Op zaterdag 25 februari 2012 organiseerde WS78 de 40 km lange De Sijtwendetocht. De start was vanuit het Wellantcollege te Den Haag. Bij de start zagen we weer talrijke bekenden. Rond 8:55 uur kon gestart worden. We verlieten de start langs Sportpark Westvliet, de Voorburgse Cricketclub en Atletiekvereniging Sparta. Bij Dierenspeciaalzaak / Tuincentrum Hofstede werden honden getraind achter een hekwerk. We kwamen uit op de Westvlietweg. Hier volgden we de Trekvliet of Zuidvliet oostwaarts. Aan de overzijde van het water stonden talrijke luxe optrekjes. Bij de spoorlijn van Randstadrail staken we de Zuidvliet over. Vanaf de brug zagen we de RK Sint Martinuskerk te Voorburg fraai in het water weerspiegelen. Na de brug vervolgden we ons pad langs de Trekvliet.
We kwamen nu door het gebied met de naam Sijtwende, waarnaar deze tocht ook genoemd is. Er was hier ook een lange tunnel onder de grond met de naam Sijtwende Tunnel.

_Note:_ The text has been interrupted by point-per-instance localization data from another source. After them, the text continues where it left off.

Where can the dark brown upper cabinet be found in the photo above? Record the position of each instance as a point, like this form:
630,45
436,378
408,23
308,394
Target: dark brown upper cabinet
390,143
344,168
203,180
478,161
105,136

De Sijtwende tunnel bestaat uit drie afzonderlijke tunnels in de provinciale weg N14. Van zuid naar noord zijn dat de Vliettunnel (lengte 1200 meter), de Parktunnel (lengte 275 meter) en de Spoortunnel (lengte 400 meter). De naam Sijtwende is afkomstig van het gelijknamige bouwproject dat hier gerealiseerd is.
Over de hoogste toppen van het Sijtwendepark vervolgden we ons pad. Nu kregen we Molen De Vlieger in het zicht. Maat we moesten hier in de rij staan om een foto te kunnen maken vanwege de wandelaars voor ons die er ook een foto van maakten.
De in 1446 gebouwde "Veenmolen" bleek niet in staat het omvangrijke poldergebied op de grens van het Voorburgsch en Haagsch Ambacht te bemalen. Dit poldergebied strekte zich uit tussen de Haagsche Vaart, de Landscheiding tussen Rijnland en Delfland, de Broeksloot en de Scheywetering.
Het gebied werd daarom verdeeld in twee polders, te weten de Veenpolder met de Veenmolen en de Binckhorstpolder met de Binckhorstmolen. De Binckhorstkade vormde de scheiding.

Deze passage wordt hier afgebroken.